Further, the knowledge extraction module comprises two sub-functional modules, namely a database table knowledge extraction module and a database table data knowledge extraction module;

the specific implementation process of the database table knowledge extraction module is as follows:

type classification is carried out on the database table according to a main external key constraint specific rule, and the database table comprises an entity table, a sub-table, a dictionary table, an association table, an expansion table, a dynamic table and other tables; under the condition of excluding dictionary tables, the table which meets the unique main key and non-external key conditions belongs to an entity table; the table belonging meeting the conditions that the main key is unique and the main key is an external key is a sub-table; the list attribution meeting the condition that the list main key is unique and the list names are not foreign keys and meet the dictionary rule, or the list attribution meeting the condition that the list main key is unique and the list names are not foreign keys and the list notes contain dictionary word patterns is a dictionary list; the table attribution meeting the condition that a plurality of fields in the table are not only a main key but also an external key, and the external key comes from different tables is an associated table; the list meeting the condition that a plurality of main key fields in the list come from another list or the list meeting the condition that two main keys are arranged in the list and one main key is an external key and the other main key is not the external key is an expansion list; the table attribution meeting the field conditions of the time types contained in the combined main key of the table is a dynamic table; tables which do not meet the above rules are attributed to other tables;

the database table knowledge extraction module comprises a data source management module which provides functions of adding, editing, deleting, connecting with a data source, analyzing the data source and importing a data source model for data source analysis;

the realization of the data source analysis function is that the main foreign key constraint analysis and the main foreign key field type analysis are carried out on the database tables, and each data table generates a candidate entity and a candidate relation which are correspondingly classified according to the classification rule of the classified 7-class table; the analysis to other tables can manually recommend the tables to candidate entities or candidate entity relations through interfaces;

in the visual display interfaces of candidate entities and candidate relations, a user can select related candidate entities and candidate relations to recommend to the entities and the entity relation modules according to the needs in the analyzed candidate entities and candidate relation modules of a plurality of data sources to form node relation line elements for constructing a knowledge graph; the constructed knowledge graph can enable the multi-source database to be in a data set, share knowledge and improve the knowledge utilization rate.
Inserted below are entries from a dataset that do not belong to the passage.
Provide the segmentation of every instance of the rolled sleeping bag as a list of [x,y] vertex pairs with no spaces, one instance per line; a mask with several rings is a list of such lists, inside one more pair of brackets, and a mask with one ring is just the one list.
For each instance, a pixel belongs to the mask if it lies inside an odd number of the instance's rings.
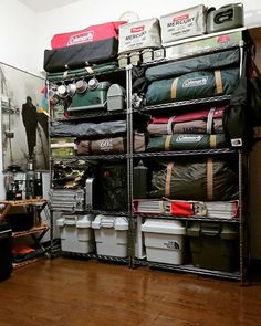
[[196,149],[216,149],[229,147],[229,143],[223,134],[218,135],[197,135],[179,134],[149,137],[147,150],[196,150]]
[[94,123],[64,123],[54,122],[50,126],[51,137],[92,137],[98,138],[100,136],[118,135],[126,133],[126,122],[103,122],[100,124]]
[[237,194],[238,171],[232,160],[160,162],[152,172],[150,198],[216,201]]
[[200,71],[180,77],[153,82],[146,93],[146,104],[229,95],[237,86],[239,69]]
[[150,135],[173,135],[173,134],[221,134],[223,132],[222,119],[213,119],[210,132],[208,130],[206,120],[192,120],[185,123],[168,124],[148,124],[147,130]]
[[[122,154],[126,153],[126,137],[111,137],[98,140],[76,140],[77,155],[92,154]],[[145,135],[135,133],[134,135],[134,151],[145,151]]]
[[220,51],[201,55],[198,57],[174,61],[160,65],[152,66],[146,70],[145,77],[152,83],[170,77],[177,77],[197,71],[215,70],[225,66],[232,66],[239,63],[239,49]]

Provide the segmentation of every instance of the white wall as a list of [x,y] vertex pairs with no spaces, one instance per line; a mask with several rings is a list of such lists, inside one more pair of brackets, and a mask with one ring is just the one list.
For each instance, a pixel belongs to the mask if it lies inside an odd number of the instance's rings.
[[0,2],[0,62],[39,74],[38,17],[17,0]]

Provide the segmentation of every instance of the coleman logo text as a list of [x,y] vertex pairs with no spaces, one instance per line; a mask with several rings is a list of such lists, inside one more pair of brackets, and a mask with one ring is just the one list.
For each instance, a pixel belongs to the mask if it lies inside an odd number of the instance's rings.
[[168,28],[178,27],[178,25],[187,25],[195,22],[195,17],[189,18],[189,15],[180,15],[173,19],[171,22],[167,23]]
[[189,78],[182,83],[182,87],[197,87],[197,86],[205,86],[208,82],[208,77],[198,77],[198,78]]
[[86,43],[86,42],[93,42],[93,35],[94,35],[93,31],[83,32],[83,33],[72,35],[69,39],[67,46],[69,45],[81,44],[81,43]]
[[143,32],[145,29],[145,25],[143,27],[137,27],[137,28],[132,28],[130,29],[130,33],[139,33],[139,32]]

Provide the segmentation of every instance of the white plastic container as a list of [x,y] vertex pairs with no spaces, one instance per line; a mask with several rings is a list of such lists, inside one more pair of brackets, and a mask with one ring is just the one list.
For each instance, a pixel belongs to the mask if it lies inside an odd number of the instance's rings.
[[97,215],[92,222],[97,254],[126,257],[128,221],[124,217]]
[[56,224],[60,229],[62,251],[90,253],[95,250],[93,215],[62,215]]
[[180,221],[147,219],[142,225],[147,261],[180,265],[184,263],[184,235]]

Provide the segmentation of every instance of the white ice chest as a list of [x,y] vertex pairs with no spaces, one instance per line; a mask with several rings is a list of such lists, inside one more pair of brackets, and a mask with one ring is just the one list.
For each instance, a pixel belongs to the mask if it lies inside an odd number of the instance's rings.
[[125,217],[97,215],[92,222],[100,255],[126,257],[128,221]]
[[58,219],[56,224],[60,229],[62,251],[75,253],[90,253],[95,251],[92,221],[92,214],[64,214]]
[[147,219],[142,225],[147,261],[180,265],[184,263],[186,228],[181,221]]

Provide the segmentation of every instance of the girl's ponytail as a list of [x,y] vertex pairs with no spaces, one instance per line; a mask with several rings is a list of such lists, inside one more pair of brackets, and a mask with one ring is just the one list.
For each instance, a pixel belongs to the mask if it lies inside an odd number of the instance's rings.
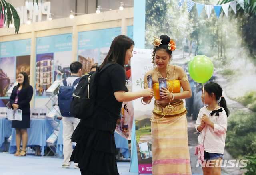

Further, the database table data knowledge extraction module is performed on the basis of the database table knowledge extraction module, and the table data is extracted on the entity table graph nodes of the knowledge graph formed by the entities and entity relations extracted in the database table knowledge extraction module, so that the specific implementation process is as follows:

the original data of the selected node is obtained from the knowledge graph, important data can be selected from the original data and extracted to the graph node, and the data relevance can be visually displayed;

data in the original table is subjected to data extraction of a hierarchical structure, and default classification is carried out according to predefined hierarchical fields, hierarchical rules and hierarchical numbers, and the data is visually displayed in a tree structure interface, so that a data view is clear in hierarchy and clear in logic;

the original table data can be extracted according to the self-defined classification of the table field; the user-defined classified data extraction user can select a concerned table field to classify the data, and configures a node display field to hang the data extraction result on a corresponding graph node;

the original table data can be extracted through clustering, a clustering algorithm is used for processing the text and integer data, a user selects a table field and selects a clustering algorithm corresponding to the field to extract the data, and the extraction result is hung on a corresponding graph node to be displayed.

Preferably, the method for constructing the data map visualization of the Oracle, DM, mysql and Jin Cang databases is supported.

The system constructs the structured data into a knowledge graph according to a top-down mode and displays the knowledge graph visually; the structured data is stored through a general user relational database, a top knowledge base of each field is firstly established aiming at the structured data of each field, and a map is constructed by extracting entities and relational information from mass data stored in the relational database and is displayed in a form and a graphic mode; the knowledge graph visualization system of the structured data comprises a top knowledge base module, a knowledge extraction module, a knowledge storage module and a graph visualization module in each field;

The invention has the beneficial effects that:

1) The problems of scattered and diverse data, islanding, redundancy, low data value utilization and difficult knowledge sharing of the multi-source database are solved.

2) Aiming at the condition of huge database table size, candidate entities and candidate relations are introduced in the knowledge extraction process, and node elements for constructing the knowledge graph are formed in the candidate entities and the candidate relations to the entity and entity relations according to the requirement by manual decision batch recommendation on an interface, so that redundant nodes are greatly reduced, and the knowledge graph has higher readability and practicability.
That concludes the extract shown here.